All in all, the play fails to hold together as a play but I have to give the actor (Karie Miller), playwright (Carrie Barrett) and director (Megan Smith) props for a good try. It’s not easy to tell a dramatic story and hold a one-character play together. The successful ones I have seen are about the lives of riveting characters such as Clarence Darrow (by David Rintels from the Irving Stone biography) or Charlotte van Mahlsdorf (her story, I Am My Own Wife, was produced at Goodman Theatre in 2005). Or brilliantly written one-man plays, like Krapp’s Last Tape by Samuel Beckett.

Read my review of The Burden of Not Having a Tail on Gapers Block. You can see it until August 4.

Big Lake, Big City: Chicago noir

If you think “comic noir” is not an oxymoron, then you’ll love the new play by Keith Huff at Lookingglass Theatre. Huff wrote the gripping two-character cop play, A Steady Rain, which was a hit here at Chicago Dramatists and then went to New York where Daniel Craig and Hugh Jackman starred in it. That earned Huff his writing cred and he’s been writing for great TV dramas such as Mad Men and House of Cards, the recent Netflix streaming series that I wrote about in February.

BLBCposter

David Schwimmer directs this play about Chicago crime, with two hard-bitten police detectives (Philip R Smith and Danny Goldring), a guy who wants to go to Disneyland with a screwdriver embedded in his head (that’s right, he doesn’t make it through the metal detectors at O’Hare), and two morgue doctors who play golf with severed heads. Actually, heads get a lot of attention in this play and you can decide whether that’s symbolic or not. I left out the two corpses burned to a crisp while in flagrante delicto in a Lincoln Avenue motel and a dozen other delicious incidents.

The play has a lot of characters, a lot of plot threads and is probably more suited to TV, as a couple of critics have observed. Smith and Goldring are terrific as the two cops, and the acting and timing is very good. I suppose it’s not wholly successful as a theatrical exercise. However it’s really entertaining and stuffed with great Chicago jokes and references. My favorite scenic device is the Navy Pier Ferris wheel cab that I kept watching above me; it finally descended in one of the last scenes.

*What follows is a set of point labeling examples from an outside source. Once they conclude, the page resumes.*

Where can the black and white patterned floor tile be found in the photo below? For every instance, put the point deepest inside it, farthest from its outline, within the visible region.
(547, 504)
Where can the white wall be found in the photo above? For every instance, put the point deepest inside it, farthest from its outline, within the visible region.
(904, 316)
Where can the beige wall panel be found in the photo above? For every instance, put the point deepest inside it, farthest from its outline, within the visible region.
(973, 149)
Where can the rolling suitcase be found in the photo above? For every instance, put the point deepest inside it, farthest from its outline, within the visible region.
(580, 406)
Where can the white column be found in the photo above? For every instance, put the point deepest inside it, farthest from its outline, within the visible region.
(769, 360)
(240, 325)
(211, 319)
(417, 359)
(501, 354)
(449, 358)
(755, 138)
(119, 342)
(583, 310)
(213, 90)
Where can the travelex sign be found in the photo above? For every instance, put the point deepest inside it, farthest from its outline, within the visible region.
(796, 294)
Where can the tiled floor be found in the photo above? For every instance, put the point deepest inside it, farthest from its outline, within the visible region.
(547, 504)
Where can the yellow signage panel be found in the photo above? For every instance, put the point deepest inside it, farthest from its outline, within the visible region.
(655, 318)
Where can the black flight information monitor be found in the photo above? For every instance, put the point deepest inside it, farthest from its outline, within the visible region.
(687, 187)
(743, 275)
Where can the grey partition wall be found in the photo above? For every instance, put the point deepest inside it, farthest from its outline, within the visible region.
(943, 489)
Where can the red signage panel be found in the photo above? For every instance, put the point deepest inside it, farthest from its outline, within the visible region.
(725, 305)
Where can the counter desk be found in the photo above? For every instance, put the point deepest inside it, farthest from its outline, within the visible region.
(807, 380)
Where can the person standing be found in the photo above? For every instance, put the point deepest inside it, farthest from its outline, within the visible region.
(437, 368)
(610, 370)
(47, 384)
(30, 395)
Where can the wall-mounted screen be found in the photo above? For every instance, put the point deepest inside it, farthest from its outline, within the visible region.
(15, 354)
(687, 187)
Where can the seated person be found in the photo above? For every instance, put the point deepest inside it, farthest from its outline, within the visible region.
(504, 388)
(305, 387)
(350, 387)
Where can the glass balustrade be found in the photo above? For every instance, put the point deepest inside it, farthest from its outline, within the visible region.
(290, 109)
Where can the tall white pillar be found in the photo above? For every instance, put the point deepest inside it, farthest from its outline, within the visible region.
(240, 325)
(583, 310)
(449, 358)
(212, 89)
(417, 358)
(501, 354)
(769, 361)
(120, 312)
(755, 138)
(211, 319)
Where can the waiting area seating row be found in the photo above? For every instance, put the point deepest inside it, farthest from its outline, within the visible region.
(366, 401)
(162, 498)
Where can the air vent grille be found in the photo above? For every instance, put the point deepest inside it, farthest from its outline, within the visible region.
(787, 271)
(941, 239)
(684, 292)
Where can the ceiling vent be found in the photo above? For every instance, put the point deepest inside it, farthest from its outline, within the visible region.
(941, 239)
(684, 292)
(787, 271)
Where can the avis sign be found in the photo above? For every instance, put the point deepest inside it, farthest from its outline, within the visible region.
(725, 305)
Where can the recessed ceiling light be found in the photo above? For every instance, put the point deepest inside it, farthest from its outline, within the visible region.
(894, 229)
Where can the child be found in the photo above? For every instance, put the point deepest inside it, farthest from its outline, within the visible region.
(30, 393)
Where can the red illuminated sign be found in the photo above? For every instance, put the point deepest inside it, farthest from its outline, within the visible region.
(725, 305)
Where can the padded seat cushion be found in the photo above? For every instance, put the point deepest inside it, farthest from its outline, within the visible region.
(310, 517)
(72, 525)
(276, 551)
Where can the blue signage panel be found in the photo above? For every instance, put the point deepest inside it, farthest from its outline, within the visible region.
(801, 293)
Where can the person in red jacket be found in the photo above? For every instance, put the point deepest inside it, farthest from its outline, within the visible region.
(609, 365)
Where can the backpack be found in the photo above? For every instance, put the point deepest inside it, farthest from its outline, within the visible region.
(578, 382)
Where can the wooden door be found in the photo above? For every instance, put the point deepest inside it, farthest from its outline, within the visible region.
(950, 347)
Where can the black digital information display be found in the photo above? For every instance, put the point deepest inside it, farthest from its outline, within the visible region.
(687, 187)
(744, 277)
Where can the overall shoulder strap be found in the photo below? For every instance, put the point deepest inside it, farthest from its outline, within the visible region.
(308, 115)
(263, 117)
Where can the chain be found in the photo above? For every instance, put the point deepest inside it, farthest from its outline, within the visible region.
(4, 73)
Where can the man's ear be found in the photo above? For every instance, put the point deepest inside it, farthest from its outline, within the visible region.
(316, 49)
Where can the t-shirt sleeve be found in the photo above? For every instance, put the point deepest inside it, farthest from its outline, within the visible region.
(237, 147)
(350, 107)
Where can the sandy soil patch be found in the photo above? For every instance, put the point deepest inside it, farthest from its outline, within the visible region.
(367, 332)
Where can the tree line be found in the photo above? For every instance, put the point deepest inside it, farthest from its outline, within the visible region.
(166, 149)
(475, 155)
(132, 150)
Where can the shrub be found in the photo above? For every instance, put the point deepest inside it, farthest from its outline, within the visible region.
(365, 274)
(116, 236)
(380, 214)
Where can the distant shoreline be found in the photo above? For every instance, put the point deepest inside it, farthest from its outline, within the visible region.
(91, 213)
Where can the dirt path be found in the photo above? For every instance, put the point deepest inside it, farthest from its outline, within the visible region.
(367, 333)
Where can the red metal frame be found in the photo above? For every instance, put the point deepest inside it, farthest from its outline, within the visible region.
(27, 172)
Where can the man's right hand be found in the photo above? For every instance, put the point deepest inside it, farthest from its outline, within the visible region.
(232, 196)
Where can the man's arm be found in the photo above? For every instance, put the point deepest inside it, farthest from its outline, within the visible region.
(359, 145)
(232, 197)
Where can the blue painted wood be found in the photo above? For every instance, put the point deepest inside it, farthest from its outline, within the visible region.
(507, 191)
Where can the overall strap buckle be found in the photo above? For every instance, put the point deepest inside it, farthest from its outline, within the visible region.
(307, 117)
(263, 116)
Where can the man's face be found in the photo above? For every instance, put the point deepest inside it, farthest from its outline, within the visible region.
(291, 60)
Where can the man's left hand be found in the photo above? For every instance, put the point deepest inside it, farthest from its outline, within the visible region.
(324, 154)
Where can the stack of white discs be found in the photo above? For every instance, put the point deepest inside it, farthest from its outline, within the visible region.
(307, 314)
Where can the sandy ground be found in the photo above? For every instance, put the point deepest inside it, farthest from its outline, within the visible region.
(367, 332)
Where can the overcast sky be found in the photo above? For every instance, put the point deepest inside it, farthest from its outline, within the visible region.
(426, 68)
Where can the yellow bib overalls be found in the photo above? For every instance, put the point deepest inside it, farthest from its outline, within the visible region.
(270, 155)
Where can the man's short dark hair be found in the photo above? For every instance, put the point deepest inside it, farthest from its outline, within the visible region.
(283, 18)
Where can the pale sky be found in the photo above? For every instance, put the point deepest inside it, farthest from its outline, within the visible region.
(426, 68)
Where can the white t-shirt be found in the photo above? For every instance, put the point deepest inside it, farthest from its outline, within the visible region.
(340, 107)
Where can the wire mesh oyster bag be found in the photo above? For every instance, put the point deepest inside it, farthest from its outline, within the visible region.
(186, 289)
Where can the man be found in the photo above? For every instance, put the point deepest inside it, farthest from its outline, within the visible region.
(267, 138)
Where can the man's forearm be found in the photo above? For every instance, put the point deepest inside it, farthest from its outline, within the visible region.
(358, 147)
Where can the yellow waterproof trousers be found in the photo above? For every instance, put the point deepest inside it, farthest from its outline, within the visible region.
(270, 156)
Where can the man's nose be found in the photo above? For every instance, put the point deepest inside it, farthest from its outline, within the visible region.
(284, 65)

I recommend Big Lake Big City, although maybe not for out-of-town visitors. It runs until August 11 at Lookingglass Theatre at the Water Tower Water Works.

The Glass Menagerie: Memories in shards of glass

Mary Arrchie Theatre is presenting its distinctive version of the Tennessee Williams memory play in an extension at Theater Wit. It’s beautifully done and the acting makes you really appreciate Williams’ poetic language.

Tom, the poet, is played as a homeless man by Hans Fleischmann, who also directs. Tom wanders barefoot through a setting covered in glass shards. He’s the brother of delicate Laura and the son of Amanda (the southern belle who can’t believe the poverty of her current existence). There was something odd that I can’t quite put my finger on about Tom being played as a homeless man. The glass shards, of course, are reminiscent of Laura’s life with her glass menagerie and symbolic of their shattered lives. Basically, no one in the play accepts the reality of their own existence.

The play has a beautiful original score by Daniel Knox, which really enhanced the atmosphere.

I have seen The Glass Menagerie many times. My favorite still is the Court Theatre’s 2006 version, performed on an elevated set, mostly on the fire escape outside the Wingfield family flat in St. Louis. It captured the mood of Williams’ memory play beautifully, with fine acting in a minimalist setting. Jay Whittaker, an excellent Chicago actor who has left for other pastures, was a poetic Tom, longing for escape.

The Glass Menagerie runs until July 28 at Theater Wit, 1229 W Belmont.